We realise that this can be a very complex issue. It might sound pretty complicated because these bonds are traded all the time. But, indeed, so are shares. As Mr Hockey also mentioned in the House, even in parliament we are expected to have full disclosure and we agree with that. There are registers of their shareholders that are run by companies, and the general public can go and check who the shareholders are. There is full disclosure in relation to millions of shareholders who own shares in Australia. On the other hand there are hundreds, and perhaps even thousands, of major entities that own Australian government bonds and who are not currently required to have their details disclosed. Questions were put in the recent estimates to the Australian Office of Financial Management about that and about how feasible it would be to have greater disclosure or to maintain a register. It is a fair summary, I think, to say that they said they obviously did not know who the ultimate owners of the bonds were but they did have a suspicion about who owned Australian government bonds. They referred those of us sitting on the Senate Economics Legislation Committee to the Australian Bureau of Statistics, saying that it does, in fact, collect data about share ownership. It goes to the custodians, of which there appear to be just six, and it conducts a survey.

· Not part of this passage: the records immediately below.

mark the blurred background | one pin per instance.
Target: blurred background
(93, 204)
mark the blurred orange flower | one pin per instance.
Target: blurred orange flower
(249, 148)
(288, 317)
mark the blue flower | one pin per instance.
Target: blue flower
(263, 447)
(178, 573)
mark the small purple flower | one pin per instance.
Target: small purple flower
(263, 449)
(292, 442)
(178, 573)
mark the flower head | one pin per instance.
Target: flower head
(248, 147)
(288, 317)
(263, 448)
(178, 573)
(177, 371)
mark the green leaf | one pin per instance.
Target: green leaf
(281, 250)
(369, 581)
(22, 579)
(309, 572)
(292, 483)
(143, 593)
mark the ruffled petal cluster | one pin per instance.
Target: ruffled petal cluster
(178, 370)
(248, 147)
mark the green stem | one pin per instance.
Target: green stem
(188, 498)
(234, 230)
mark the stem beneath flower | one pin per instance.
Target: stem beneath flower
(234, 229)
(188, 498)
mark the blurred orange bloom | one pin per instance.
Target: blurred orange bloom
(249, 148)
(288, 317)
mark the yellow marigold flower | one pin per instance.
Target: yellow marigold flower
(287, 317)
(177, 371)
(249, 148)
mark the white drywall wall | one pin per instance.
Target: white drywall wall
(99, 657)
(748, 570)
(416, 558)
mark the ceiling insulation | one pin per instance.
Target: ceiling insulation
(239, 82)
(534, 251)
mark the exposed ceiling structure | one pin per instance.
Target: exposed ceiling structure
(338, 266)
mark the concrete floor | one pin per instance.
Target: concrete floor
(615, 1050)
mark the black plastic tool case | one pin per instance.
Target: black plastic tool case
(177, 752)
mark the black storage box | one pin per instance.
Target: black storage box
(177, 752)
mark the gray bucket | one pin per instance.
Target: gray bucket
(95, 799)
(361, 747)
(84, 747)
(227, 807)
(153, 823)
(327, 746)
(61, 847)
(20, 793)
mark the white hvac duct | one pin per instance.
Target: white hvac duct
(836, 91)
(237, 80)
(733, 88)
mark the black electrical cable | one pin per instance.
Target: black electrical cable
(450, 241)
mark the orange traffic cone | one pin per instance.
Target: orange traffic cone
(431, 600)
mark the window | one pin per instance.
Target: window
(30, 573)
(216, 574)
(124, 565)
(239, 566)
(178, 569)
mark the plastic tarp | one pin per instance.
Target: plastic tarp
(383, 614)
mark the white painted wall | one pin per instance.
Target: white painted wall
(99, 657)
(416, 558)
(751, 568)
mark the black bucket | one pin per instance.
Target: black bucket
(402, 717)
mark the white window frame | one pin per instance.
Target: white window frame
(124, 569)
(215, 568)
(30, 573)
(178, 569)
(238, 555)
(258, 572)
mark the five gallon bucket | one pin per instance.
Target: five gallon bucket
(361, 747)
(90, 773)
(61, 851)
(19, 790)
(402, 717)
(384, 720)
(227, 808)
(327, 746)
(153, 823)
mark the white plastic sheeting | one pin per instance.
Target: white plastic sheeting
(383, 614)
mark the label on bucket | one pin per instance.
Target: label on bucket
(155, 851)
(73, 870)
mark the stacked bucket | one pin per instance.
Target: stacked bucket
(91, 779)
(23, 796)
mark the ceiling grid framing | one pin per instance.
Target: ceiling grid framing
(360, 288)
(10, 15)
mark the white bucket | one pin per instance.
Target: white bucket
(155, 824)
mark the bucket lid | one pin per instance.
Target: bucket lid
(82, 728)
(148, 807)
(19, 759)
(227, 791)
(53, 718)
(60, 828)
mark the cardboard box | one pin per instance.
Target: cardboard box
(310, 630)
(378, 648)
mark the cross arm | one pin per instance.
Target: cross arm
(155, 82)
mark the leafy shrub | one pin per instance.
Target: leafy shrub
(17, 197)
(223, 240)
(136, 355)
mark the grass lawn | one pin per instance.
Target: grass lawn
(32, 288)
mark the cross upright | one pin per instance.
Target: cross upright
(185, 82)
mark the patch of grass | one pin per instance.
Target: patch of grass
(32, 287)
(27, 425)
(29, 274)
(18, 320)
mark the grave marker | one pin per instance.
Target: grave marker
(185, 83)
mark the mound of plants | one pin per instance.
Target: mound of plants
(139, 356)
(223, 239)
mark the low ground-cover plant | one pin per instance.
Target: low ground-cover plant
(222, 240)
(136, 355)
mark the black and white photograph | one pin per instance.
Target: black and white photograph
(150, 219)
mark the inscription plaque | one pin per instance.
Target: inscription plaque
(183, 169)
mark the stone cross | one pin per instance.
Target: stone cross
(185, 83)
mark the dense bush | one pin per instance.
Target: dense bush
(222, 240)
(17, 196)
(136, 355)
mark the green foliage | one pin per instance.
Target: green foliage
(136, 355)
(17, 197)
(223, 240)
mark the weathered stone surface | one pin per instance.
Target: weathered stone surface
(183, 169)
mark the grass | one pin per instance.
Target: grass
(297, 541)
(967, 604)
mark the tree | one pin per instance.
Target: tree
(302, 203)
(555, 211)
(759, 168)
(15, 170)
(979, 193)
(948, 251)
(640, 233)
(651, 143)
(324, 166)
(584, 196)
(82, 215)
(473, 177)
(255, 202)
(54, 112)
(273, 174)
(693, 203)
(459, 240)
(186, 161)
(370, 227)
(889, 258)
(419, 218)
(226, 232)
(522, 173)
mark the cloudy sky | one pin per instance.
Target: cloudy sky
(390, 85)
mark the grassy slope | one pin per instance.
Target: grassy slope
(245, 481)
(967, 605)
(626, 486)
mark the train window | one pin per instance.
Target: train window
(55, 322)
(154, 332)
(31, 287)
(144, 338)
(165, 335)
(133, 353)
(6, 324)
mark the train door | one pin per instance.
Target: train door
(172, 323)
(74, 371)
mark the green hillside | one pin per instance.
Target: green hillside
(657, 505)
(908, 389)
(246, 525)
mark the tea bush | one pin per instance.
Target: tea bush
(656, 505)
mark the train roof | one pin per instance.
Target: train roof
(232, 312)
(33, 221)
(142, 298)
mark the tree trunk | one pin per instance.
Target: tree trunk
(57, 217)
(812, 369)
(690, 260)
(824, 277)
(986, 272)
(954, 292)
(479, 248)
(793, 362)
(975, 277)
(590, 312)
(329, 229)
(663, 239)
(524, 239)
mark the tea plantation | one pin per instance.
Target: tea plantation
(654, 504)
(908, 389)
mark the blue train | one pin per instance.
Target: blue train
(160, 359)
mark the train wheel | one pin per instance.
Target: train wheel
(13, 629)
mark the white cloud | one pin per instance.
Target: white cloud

Inquiries have been made of the deputy chief statistician as to why the Australian Bureau of Statistics could not disclose the domicile of the ultimate holders. My understanding is that the statistician was to get back to my colleague Mr Hockey but that the matter as to why it might be difficult to collect the data to at least reveal the domicile of the ultimate holders has not yet been resolved. It was put to the chief statistician that certainly there could be disclosure by regions but, as I said, that matter has not yet been resolved. The Australian Bureau of Statistics is obviously an independent entity and we in the coalition certainly hold them in high regard. We do think that it is not beyond their wit and will, if required to do so, to be prepared to work out ways that would allow much more information relating to the ultimate buyers of bonds and perhaps the regions from which they come to be put on a public register. So that is really the thrust of the amendment. There will no doubt be an opportunity to address it when I move it. As to the substance of the bill that we are addressing here, we indicate our support for the legislation.